![]()
Compatibility Issues Between DataFlex Databases and
Databases Accessed Through CLI Based Connectivity Kits Version 2.1
A Data Access
Worldwide White Paper
by Ben Weijers
August 2002
Last Edited: September 23, 2002
Overview First of all we need to define what exactly a compatibility issue is. For
the purpose of this document we define a compatibility issue as: A situation
where a certain technique used in a DataFlex program gets a different result
when using the DataFlex database than when using a database accessed through CLI
Connectivity Kits.
Result, in this definition, is the end result and does not include the time needed
to get at the end result. Next to the definition above, we would like to introduce performance
issues. For the purpose of this document we define a performance issue as: A situation
where a certain technique used in DataFlex is (much) faster when using the
DataFlex database than when using a database accessed through CLI Connectivity
Kits. Note that performance is only an issue when CLI is slower than DataFlex.
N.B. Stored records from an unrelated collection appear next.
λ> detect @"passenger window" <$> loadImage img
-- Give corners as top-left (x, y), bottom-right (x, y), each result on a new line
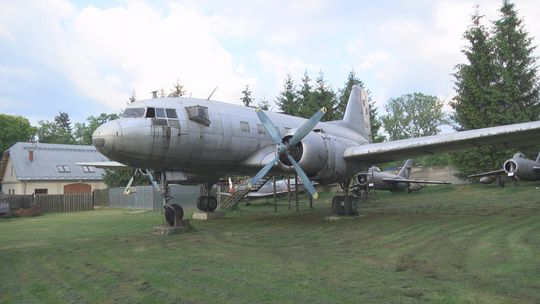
top-left (240, 121), bottom-right (249, 132)
top-left (186, 106), bottom-right (210, 126)
top-left (145, 107), bottom-right (156, 118)
top-left (156, 108), bottom-right (165, 118)
top-left (165, 109), bottom-right (178, 118)
top-left (122, 108), bottom-right (144, 117)
top-left (257, 124), bottom-right (266, 134)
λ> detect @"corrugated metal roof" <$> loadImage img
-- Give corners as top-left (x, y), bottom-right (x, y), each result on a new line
top-left (8, 142), bottom-right (109, 180)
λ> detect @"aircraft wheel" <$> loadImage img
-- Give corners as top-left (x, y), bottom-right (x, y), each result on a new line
top-left (208, 196), bottom-right (217, 212)
top-left (163, 204), bottom-right (184, 227)
top-left (197, 196), bottom-right (208, 212)
top-left (344, 196), bottom-right (358, 215)
top-left (332, 195), bottom-right (345, 215)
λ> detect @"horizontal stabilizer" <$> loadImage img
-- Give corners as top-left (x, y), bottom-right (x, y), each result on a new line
top-left (343, 121), bottom-right (540, 164)
top-left (382, 178), bottom-right (450, 185)
top-left (467, 169), bottom-right (504, 178)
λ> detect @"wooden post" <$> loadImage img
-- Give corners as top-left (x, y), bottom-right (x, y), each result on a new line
top-left (294, 174), bottom-right (300, 212)
top-left (287, 174), bottom-right (292, 210)
top-left (272, 176), bottom-right (277, 213)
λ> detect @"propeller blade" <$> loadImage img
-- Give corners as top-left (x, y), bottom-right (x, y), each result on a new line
top-left (248, 156), bottom-right (279, 189)
top-left (289, 108), bottom-right (326, 146)
top-left (255, 108), bottom-right (281, 144)
top-left (287, 154), bottom-right (319, 199)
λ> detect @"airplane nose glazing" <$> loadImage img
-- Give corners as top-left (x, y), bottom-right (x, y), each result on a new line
top-left (92, 121), bottom-right (122, 154)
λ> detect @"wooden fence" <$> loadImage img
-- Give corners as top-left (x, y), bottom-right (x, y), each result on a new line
top-left (34, 193), bottom-right (94, 213)
top-left (94, 189), bottom-right (110, 207)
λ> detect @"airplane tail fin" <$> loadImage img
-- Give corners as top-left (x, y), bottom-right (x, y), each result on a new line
top-left (342, 85), bottom-right (371, 142)
top-left (398, 159), bottom-right (412, 179)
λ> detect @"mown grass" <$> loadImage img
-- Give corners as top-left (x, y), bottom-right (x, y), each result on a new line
top-left (0, 184), bottom-right (540, 303)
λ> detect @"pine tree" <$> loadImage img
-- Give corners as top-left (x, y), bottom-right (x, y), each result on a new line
top-left (451, 1), bottom-right (540, 176)
top-left (493, 0), bottom-right (540, 124)
top-left (276, 74), bottom-right (300, 115)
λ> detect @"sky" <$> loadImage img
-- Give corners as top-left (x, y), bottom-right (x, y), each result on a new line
top-left (0, 0), bottom-right (540, 125)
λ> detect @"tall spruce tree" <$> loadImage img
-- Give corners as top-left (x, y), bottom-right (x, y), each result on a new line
top-left (451, 1), bottom-right (539, 175)
top-left (276, 74), bottom-right (300, 115)
top-left (492, 0), bottom-right (540, 124)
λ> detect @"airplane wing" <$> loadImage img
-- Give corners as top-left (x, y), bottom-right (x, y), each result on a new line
top-left (76, 161), bottom-right (127, 169)
top-left (382, 178), bottom-right (450, 185)
top-left (343, 121), bottom-right (540, 164)
top-left (467, 169), bottom-right (505, 178)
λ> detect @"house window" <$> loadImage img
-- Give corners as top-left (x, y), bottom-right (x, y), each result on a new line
top-left (240, 121), bottom-right (249, 132)
top-left (56, 165), bottom-right (71, 173)
top-left (81, 166), bottom-right (96, 173)
top-left (156, 108), bottom-right (165, 118)
top-left (257, 124), bottom-right (266, 134)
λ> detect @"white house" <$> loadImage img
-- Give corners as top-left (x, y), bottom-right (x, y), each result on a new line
top-left (0, 142), bottom-right (108, 194)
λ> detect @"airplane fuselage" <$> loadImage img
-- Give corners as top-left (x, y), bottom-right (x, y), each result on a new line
top-left (93, 97), bottom-right (368, 183)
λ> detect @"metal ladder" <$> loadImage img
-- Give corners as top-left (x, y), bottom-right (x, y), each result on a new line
top-left (221, 175), bottom-right (271, 209)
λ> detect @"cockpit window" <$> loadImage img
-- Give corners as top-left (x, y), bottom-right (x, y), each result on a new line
top-left (165, 109), bottom-right (178, 118)
top-left (122, 108), bottom-right (144, 118)
top-left (145, 107), bottom-right (156, 118)
top-left (186, 106), bottom-right (210, 126)
top-left (156, 108), bottom-right (165, 118)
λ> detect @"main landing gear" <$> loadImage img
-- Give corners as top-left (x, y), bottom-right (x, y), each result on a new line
top-left (161, 172), bottom-right (184, 227)
top-left (332, 181), bottom-right (358, 216)
top-left (197, 182), bottom-right (217, 212)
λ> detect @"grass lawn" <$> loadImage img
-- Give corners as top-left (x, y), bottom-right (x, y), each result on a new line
top-left (0, 183), bottom-right (540, 303)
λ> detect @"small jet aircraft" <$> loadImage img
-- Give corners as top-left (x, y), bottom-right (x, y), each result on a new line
top-left (467, 153), bottom-right (540, 186)
top-left (92, 86), bottom-right (540, 223)
top-left (356, 159), bottom-right (450, 193)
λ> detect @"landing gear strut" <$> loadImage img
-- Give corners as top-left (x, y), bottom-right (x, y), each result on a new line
top-left (197, 182), bottom-right (217, 212)
top-left (161, 172), bottom-right (184, 227)
top-left (332, 180), bottom-right (358, 216)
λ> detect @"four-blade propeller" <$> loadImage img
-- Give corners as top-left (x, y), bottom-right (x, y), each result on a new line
top-left (248, 108), bottom-right (326, 199)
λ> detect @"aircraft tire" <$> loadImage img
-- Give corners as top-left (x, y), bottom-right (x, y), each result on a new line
top-left (344, 196), bottom-right (358, 215)
top-left (163, 204), bottom-right (184, 226)
top-left (332, 195), bottom-right (345, 215)
top-left (197, 196), bottom-right (208, 212)
top-left (208, 196), bottom-right (217, 212)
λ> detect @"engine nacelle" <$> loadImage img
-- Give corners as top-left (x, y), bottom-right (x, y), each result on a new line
top-left (278, 132), bottom-right (329, 175)
top-left (503, 158), bottom-right (540, 181)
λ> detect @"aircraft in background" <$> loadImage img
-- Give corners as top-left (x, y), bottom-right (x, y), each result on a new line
top-left (92, 86), bottom-right (540, 224)
top-left (356, 159), bottom-right (450, 193)
top-left (467, 152), bottom-right (540, 186)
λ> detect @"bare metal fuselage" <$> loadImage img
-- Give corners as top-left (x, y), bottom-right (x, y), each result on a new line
top-left (94, 97), bottom-right (368, 183)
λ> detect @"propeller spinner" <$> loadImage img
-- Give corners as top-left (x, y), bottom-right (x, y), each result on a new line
top-left (248, 108), bottom-right (326, 199)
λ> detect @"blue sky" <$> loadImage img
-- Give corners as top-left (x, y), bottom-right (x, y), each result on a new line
top-left (0, 0), bottom-right (540, 124)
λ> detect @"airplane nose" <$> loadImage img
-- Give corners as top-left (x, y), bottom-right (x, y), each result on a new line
top-left (92, 121), bottom-right (122, 154)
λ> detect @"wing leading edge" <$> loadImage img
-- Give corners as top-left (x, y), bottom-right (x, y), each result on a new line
top-left (343, 121), bottom-right (540, 164)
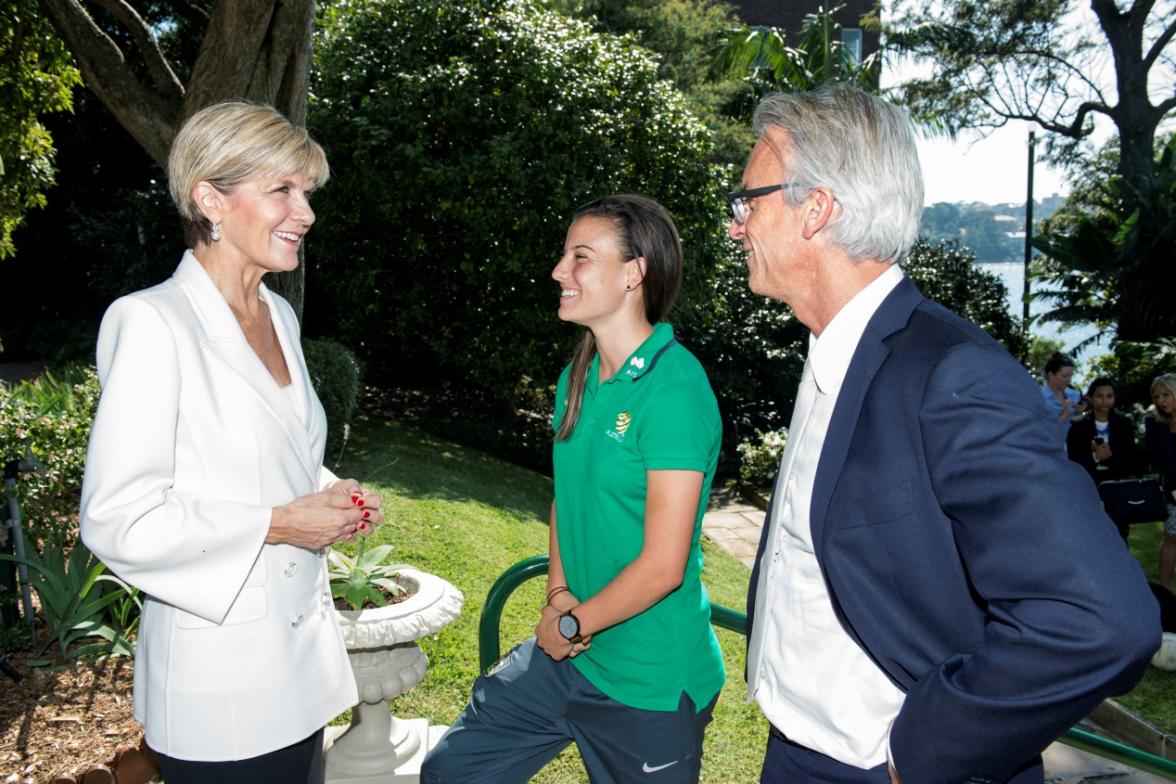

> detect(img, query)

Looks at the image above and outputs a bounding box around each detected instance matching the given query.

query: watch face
[560,615,580,639]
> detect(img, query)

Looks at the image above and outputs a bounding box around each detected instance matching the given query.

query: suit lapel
[175,250,319,482]
[809,277,923,559]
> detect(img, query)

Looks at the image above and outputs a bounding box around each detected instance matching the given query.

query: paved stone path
[702,490,1165,784]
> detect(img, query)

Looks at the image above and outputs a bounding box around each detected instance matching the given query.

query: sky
[918,121,1070,205]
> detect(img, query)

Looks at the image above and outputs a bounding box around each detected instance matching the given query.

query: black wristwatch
[559,610,583,645]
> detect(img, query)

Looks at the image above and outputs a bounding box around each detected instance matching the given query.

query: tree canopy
[887,0,1176,341]
[0,0,81,259]
[886,0,1176,195]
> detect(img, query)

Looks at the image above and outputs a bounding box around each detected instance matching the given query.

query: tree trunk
[42,0,314,320]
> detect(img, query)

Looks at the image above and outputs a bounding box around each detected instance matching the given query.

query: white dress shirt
[748,261,903,769]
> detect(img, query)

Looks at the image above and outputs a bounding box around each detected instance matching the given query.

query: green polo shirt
[552,323,726,711]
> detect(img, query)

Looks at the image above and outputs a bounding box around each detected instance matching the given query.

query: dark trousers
[757,731,890,784]
[423,638,717,784]
[159,730,323,784]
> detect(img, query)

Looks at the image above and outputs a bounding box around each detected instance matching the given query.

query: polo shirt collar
[602,321,676,383]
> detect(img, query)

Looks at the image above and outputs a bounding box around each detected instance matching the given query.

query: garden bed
[0,651,142,784]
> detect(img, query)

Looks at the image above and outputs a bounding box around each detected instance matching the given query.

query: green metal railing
[477,555,1176,782]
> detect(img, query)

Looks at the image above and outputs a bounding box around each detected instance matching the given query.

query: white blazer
[81,252,359,762]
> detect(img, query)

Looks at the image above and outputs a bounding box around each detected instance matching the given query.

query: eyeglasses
[727,182,801,223]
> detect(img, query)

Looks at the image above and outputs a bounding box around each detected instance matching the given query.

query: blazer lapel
[809,277,923,559]
[175,250,319,483]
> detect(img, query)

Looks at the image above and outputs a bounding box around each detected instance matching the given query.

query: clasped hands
[266,480,383,550]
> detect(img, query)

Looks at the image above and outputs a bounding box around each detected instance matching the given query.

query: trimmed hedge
[302,340,361,468]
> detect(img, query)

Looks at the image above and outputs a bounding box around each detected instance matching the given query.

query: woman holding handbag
[1143,373,1176,590]
[1065,376,1140,540]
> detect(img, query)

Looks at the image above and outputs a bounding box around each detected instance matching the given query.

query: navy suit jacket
[748,279,1161,784]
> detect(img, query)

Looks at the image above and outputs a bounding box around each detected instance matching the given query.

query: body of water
[977,261,1110,367]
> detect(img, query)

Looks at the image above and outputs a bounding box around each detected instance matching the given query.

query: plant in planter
[327,538,407,610]
[326,540,463,784]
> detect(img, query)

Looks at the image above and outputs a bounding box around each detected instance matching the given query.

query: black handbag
[1098,480,1168,525]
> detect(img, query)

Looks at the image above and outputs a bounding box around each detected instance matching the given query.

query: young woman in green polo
[421,195,726,784]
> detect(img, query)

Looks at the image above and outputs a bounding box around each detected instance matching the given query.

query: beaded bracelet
[547,585,570,604]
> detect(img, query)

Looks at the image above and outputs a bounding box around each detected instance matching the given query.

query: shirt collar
[589,321,674,383]
[808,261,903,395]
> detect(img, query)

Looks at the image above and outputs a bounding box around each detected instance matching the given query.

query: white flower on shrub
[736,428,788,490]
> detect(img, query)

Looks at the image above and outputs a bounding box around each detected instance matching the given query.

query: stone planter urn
[325,567,463,784]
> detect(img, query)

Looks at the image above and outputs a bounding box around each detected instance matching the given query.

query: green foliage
[887,0,1176,350]
[0,534,138,665]
[336,418,768,784]
[327,536,405,610]
[307,0,726,408]
[680,244,808,463]
[541,0,754,165]
[302,340,361,467]
[739,428,788,492]
[1034,135,1176,342]
[0,367,99,541]
[902,240,1025,356]
[716,6,882,116]
[0,0,81,259]
[1024,335,1065,378]
[886,0,1081,141]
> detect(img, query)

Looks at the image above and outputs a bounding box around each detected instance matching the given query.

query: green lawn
[338,420,1176,784]
[1116,523,1176,735]
[338,420,767,784]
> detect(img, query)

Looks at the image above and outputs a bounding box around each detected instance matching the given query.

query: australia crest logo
[608,411,633,443]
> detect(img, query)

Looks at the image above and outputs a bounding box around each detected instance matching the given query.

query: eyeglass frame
[727,180,802,226]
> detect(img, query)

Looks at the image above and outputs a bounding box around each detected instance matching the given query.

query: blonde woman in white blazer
[81,103,381,784]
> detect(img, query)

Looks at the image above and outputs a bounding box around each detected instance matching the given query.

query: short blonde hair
[167,101,330,247]
[1148,373,1176,424]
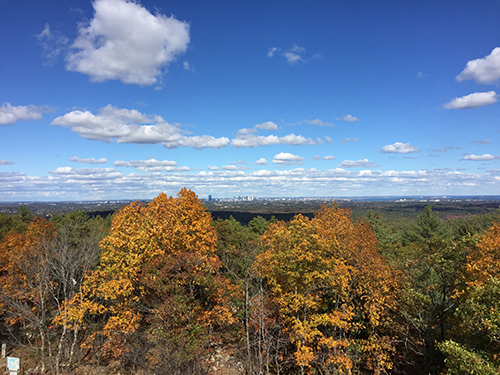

In the cases where it is faster, we do not speak of a performance issue. As
opposed to compatibility issues, the performance issues are not bi-directional.
This is because speed is rated to be a positive thing. Making things faster is
always greeted as an improvement. Making things slower usually is only accepted
if it also introduces some benefit that weighs more than the disadvantage of
losing speed. We will present two lists of issues, compatibility and performance
issues, as defined above. Each individual issue needs to be prioritized on its
own merits. It is not the case that compatibility issues always get a higher
priority than performance issues. Complete compatibility on a non-performing
driver is not acceptable, as is great incompatibility on a fast driver. The issues discussed in this document may or may not apply in a given
environment. Some issues only apply when connecting to existing data, others
always apply. The following sections give a short overview of what may or may
not apply to a given environment. The ODBC Connectivity Kit is not listed in
the following sections because when using ODBC it all depends on the back end.
This document describes compatibility issues between using the DataFlex
database or a database accessed through one of the CLI based Connectivity Kits.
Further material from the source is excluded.